Will AI amplify DDD or replace it? We can't know that now; the coming years will tell. With imperfect knowledge, what can we do to adapt, as individuals and as a community? I'll share my own answer. My working hypothesis: domain models still matter, bounded contexts still matter, language still matters -- but the models will look different.
To make it tangible, I'll share an experiment of mine that uses LLM components and deterministic calculations to extract domain-relative vocabulary from code and compare it. I imagine it might give us a more objective, quantitative way to look at bounded contexts and relationships. It is an idea I tried years ago, but it wasn't feasible until we had software that could interpret word usage. (I expect this all will seem like baby steps in a few years.)
My concept of DDD points me to another area of study: We don't like black boxes. Understanding the math of a transformer or the training objective develops intuition for using them and ages better than the latest prompting trick. More specifically relevant to DDD, LLMs do have conceptual models in them -- complex, stochastic and tangled. My working hypothesis is that understanding what's happening in there may turn out to be essential for the deep-domain problems where DDD has always mattered most. This will be an overview of my own learning. (Kept brief, for time. Likewise I'll leave out the whole topic of coding agents, where others have more interesting things to say.)

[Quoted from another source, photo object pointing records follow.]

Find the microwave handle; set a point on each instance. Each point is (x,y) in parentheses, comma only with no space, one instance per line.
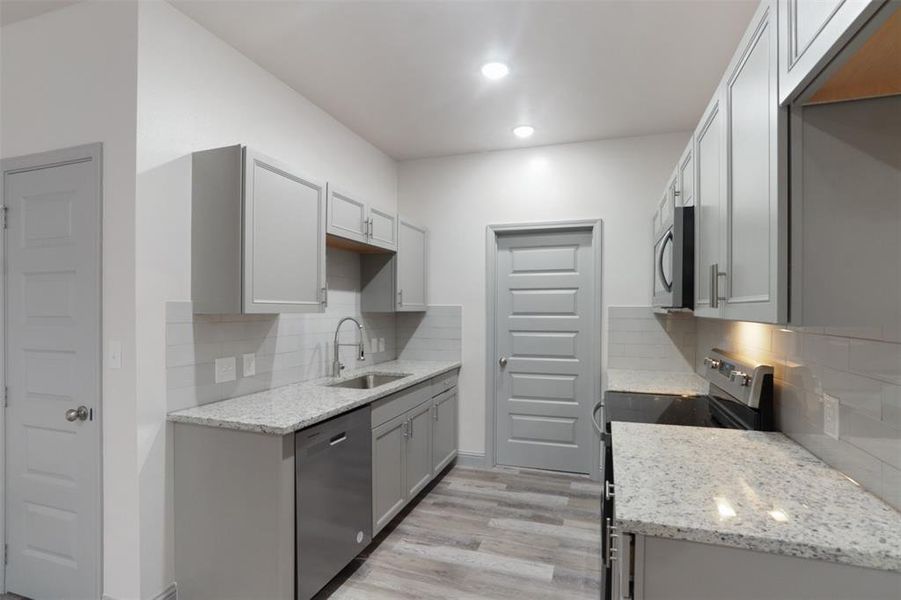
(667,239)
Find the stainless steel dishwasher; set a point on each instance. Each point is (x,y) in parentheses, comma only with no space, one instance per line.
(333,463)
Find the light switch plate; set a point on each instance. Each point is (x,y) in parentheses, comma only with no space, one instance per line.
(225,369)
(250,364)
(830,416)
(114,358)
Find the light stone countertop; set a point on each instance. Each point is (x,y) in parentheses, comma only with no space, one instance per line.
(747,489)
(289,408)
(656,382)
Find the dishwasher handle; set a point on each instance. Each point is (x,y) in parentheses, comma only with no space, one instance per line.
(594,418)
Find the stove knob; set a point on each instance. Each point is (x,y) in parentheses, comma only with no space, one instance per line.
(743,378)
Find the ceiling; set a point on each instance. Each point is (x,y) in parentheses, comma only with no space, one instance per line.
(17,10)
(405,75)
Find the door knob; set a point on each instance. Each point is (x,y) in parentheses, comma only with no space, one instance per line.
(77,414)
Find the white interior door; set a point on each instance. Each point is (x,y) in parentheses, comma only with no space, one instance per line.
(52,363)
(544,325)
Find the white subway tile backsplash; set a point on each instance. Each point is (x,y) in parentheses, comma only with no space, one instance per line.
(639,339)
(865,376)
(288,347)
(433,335)
(879,360)
(828,351)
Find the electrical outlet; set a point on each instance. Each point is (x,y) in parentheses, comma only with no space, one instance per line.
(225,369)
(830,416)
(250,364)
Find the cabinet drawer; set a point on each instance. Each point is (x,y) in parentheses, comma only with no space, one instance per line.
(385,409)
(442,383)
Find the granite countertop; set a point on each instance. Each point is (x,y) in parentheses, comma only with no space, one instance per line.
(747,489)
(286,409)
(656,382)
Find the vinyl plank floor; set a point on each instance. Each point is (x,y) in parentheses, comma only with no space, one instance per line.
(485,534)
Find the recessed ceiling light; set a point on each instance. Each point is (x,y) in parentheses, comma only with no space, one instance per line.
(495,70)
(523,131)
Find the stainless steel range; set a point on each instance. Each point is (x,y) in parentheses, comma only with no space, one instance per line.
(740,397)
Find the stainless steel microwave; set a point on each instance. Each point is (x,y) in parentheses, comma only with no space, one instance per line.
(674,262)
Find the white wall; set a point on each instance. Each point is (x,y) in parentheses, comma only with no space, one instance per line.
(68,78)
(196,92)
(616,180)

Finally: the fear and dread for our whole society. There is risk in such an enormous change, happening so fast and with such recklessness. Who knows. Maybe this current approach to AI will reach a plateau soon. I might honestly hope for that. Society would have a chance to assimilate what we have now, and there would be so much interesting work for us to do. However, my preferences (or yours) don't have much effect on what will actually happen. What little influence we have will come from engaging in the unfolding of its possibilities, and this likely also gives us our best chance to thrive. Diving deep into these matters may produce valuable results and resilience. It will surely be intellectually fascinating.